Saturday, July 21, 2012

Reading Notes


Morrison, Toni.  Home.  New York: Alfred A. Knopf, 2012.



                The Nobel Prize in Literature is the most prestigious award the West offers to writers, but one might ponder whether it is a curse or a blessing for those who earn it.  Does a writer’s creative powers decline or hibernate after she or he receives the award?

                Judgment is so privatized and relative in the twenty-first century that it matters very little if a reader says “Yes” or “No.”  Value is a pragmatic commodity.  It has the stability of a theorized subatomic particle.  Only a statistically insignificant portion of the world’s population gives more than a few seconds of thought to the growth or stasis or decline of the writer’s imagination.  No writer can maintain stellar performances over several decades of doing things with words. But prizes create unreasonable expectations.  Writers who possess them are often more harshly judged than their peers who create excellent works in oblivion.

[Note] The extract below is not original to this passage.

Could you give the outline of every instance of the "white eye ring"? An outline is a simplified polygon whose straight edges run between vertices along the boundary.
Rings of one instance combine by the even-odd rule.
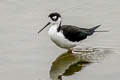
[[[53,19],[56,19],[57,18],[57,16],[53,16]]]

                Such is the case with Toni Morrison since she won the ultimate literary prize in 1993.  Not even the protective circle of the Toni Morrison Society can deflect barbs of disappointment, the neutrality one feels after reading Home (2012).  When you compare it with earlier novels ---The Bluest Eye, Song of Solomon, Beloved, or Jazz, you think the early works have the signature richness and depth of songs by Etta James, Billie Holiday, Nina Simone, and Sarah Vaughn. Paradise, Love, A Mercy, and Home are good but not overwhelmingly exciting. They are like the singer who scored number one on last week’s pop chart. You are disappointed that these later works do not light your fire.

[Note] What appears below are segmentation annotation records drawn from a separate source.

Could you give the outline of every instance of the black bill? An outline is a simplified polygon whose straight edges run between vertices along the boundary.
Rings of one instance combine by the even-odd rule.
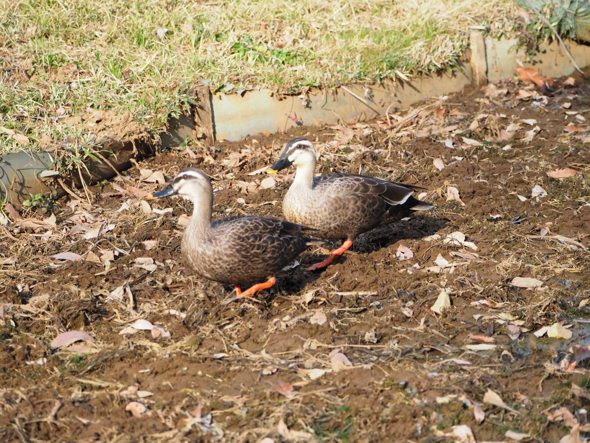
[[[266,170],[267,174],[276,174],[281,169],[288,168],[293,164],[287,157],[281,157],[278,161]]]
[[[161,191],[158,191],[157,193],[154,193],[153,194],[150,194],[149,196],[146,196],[145,197],[145,199],[146,200],[155,200],[156,198],[162,198],[165,197],[173,196],[176,193],[176,190],[174,188],[174,187],[170,184]]]

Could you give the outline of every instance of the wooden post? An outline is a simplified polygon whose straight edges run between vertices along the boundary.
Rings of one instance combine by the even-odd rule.
[[[195,131],[196,138],[209,146],[215,144],[213,133],[213,112],[211,110],[211,91],[203,84],[196,87],[198,102],[195,108]]]
[[[473,85],[483,86],[487,84],[486,41],[483,34],[479,31],[471,31],[469,33],[469,48],[471,50],[469,63],[471,66]]]

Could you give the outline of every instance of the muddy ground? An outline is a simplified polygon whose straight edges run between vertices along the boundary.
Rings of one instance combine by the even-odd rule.
[[[549,93],[497,84],[367,124],[192,144],[78,199],[17,209],[48,224],[9,216],[0,229],[0,439],[584,441],[590,84],[568,83]],[[200,167],[214,179],[214,218],[280,216],[293,171],[266,188],[248,174],[301,135],[315,141],[318,172],[422,186],[436,208],[362,236],[322,272],[304,271],[328,252],[312,249],[274,288],[222,305],[232,288],[181,258],[189,203],[137,197],[162,187],[158,172]],[[532,197],[536,185],[546,195]],[[456,232],[464,242],[445,242]],[[400,246],[413,256],[398,259]],[[80,257],[52,258],[64,252]],[[451,305],[435,313],[441,292]],[[130,327],[139,320],[157,327]],[[534,334],[546,326],[558,337]],[[90,337],[52,345],[71,331]]]

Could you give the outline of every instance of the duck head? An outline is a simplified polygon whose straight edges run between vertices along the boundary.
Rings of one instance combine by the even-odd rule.
[[[195,201],[202,195],[212,194],[209,177],[199,169],[190,168],[181,171],[168,186],[161,191],[150,194],[146,200],[153,200],[178,194],[186,200]]]
[[[303,137],[289,140],[278,161],[266,170],[267,174],[276,174],[293,165],[296,167],[316,164],[316,150],[313,144]]]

                Bernard Bell aptly claimed in The Afro-American Novel and Its Tradition that Morrison’s fiction was marked by poetic realism.  In Home, realism has been displaced by cruel ironies of postmodern poetry.  Its plot is recognizable but thin. Morrison indulges her privileges.  The narrator’s language floats above the story’s engagement with obscene racism, because Morrison contemplates her cleverness in the use of language more than she uses language to provoke consciousness of America’s social and cultural filth –systemic brutalization of black sensibility, medical experimentation on black bodies worthy of a Nazi doctor.  Its examination of manhood in post-Korean War America focuses on the fragility of male subjectivity, while its portrayal of boyhood displays remarkable strengths.  Superb imbalance.  The protagonist Frank Money nurtures too much grief and self-pity.  “In Frank Money’s empty space real money glittered” (84). He is truly not “some enthusiastic hero” (84).  When the language of the novel is not laughing at the reader, it is sweating the reader.  It invites hostility and displeasure.

                We should have respect for Morrison’s achievements.  Scholars are obligated by literary history to read her writings –all of them.  But scholars like casual readers do not have to like all of her work, and they are free not to tarry in the new “home” she has constructed.